Cons: Here's the thing - I LIKE sprites. I understand that polygons are way easier to animate since you don't have to draw a fresh sprite one frame at a time, but I would have much rather seen Kirby 64 with high-res, top-of-the-line sprite artwork ala Playstation's Castlevania: Symphony of the Night than the colorful but vaguely bland polygon graphics we got. Polygonal sidescrollers just don't get my retro gamer blood pumping the same way. It's a good game but my favorite Kirby games still remain, by far, Kirby's Adventure and Kirby Super Star.

33. Diddy Kong Racing (1997)

Pros: Hahaha, Rare is fucking shameless. I mean, I love 'em, but let's not kid ourselves and just go ahead and call this game Mario Kart With Rare Characters. In Mario Kart With Rare Characters, you race in go-karts around colorful levels, grinding your way around corners, and picking up items strewn about the track that boost your speed or fire projectiles to knock out other racers or lay traps. It plays a LITTLE bit like Mario Kart might if it had Rare characters in it.

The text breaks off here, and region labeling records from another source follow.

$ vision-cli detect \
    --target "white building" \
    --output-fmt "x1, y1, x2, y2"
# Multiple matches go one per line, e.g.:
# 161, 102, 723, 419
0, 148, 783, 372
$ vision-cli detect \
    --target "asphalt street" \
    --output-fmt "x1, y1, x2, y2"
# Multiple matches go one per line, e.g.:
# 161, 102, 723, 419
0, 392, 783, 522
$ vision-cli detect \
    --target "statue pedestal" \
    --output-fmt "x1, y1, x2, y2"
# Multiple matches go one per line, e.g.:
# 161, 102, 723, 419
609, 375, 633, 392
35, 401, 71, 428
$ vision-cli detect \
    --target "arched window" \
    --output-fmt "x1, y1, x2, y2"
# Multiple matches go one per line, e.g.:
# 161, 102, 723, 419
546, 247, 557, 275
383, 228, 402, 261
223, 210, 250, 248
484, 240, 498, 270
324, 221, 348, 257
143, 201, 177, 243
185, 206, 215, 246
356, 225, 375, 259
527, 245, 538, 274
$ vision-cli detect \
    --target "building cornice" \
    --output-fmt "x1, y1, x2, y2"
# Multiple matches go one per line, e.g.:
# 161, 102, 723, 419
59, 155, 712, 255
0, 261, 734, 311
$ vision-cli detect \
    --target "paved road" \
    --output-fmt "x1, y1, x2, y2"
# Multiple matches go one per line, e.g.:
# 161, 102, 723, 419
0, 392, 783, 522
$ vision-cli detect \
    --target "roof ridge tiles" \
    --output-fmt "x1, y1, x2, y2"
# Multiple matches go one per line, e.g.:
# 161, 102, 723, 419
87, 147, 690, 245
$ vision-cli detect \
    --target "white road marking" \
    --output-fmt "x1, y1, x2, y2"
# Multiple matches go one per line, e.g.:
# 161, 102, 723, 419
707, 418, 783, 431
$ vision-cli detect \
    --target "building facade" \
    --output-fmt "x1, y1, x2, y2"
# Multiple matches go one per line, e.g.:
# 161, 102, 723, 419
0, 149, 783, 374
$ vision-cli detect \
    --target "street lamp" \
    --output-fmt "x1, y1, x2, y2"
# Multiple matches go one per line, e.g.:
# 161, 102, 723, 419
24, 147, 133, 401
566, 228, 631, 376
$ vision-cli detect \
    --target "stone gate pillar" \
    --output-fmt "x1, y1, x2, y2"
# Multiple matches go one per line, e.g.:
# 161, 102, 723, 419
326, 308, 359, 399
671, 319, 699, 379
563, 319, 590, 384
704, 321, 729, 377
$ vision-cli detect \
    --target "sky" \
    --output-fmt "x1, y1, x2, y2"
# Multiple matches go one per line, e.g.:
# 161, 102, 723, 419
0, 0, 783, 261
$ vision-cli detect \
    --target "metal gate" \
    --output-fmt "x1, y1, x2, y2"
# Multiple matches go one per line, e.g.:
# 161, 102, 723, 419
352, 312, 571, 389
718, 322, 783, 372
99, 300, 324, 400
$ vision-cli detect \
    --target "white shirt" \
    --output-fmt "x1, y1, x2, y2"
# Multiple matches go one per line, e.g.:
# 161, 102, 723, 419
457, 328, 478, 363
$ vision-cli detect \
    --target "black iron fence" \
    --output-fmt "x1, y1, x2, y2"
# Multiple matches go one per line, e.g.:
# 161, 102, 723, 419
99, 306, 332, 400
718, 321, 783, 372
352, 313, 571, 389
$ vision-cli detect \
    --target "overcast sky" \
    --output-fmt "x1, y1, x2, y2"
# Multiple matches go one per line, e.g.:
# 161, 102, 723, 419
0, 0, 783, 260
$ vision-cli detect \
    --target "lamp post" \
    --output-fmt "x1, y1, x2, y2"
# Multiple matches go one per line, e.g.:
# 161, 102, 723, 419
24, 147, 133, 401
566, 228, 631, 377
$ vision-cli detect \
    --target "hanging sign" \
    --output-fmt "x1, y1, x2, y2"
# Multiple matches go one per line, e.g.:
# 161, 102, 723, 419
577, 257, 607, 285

The difference lies in the fact that it has a one-player "adventure" mode where you have to explore the courses for doo-dads (oh, Rare!) and race bosses, which seems like bells and whistles but at least it all ties back into racing. There are also hovercrafts and airplanes for water and sky races, which is a neat twist, and a fair number of secrets. Also, "I'M BAAANJO!!! WHOOOAAAA-AAAOHH!!!!!"

Cons: With eleven years retrospect it's kind of funny to distinctly recall people calling Diddy Kong Racing the Mario Kart 64 killer when it came out. And while it's true that this game's single-player adventure has more levels and stuff to do and variety than Mario Kart 64's single-player, in the actual races, your control over your vehicle's cornering and acceleration and movement is only about 80-85% as precise as in Mario Kart. And while 80-85% is a decent score on your English test, in gaming terms it means that Mario Kart's racing and multiplayer is objectively deeper and better and that's why people still love Mario Kart to this day but you don't hear much talk about Diddy Kong Racing anymore.

(Also, Diddy Kong joined the Mario Kart roster in Mario Kart: Double Dash, so I guess even he agrees.)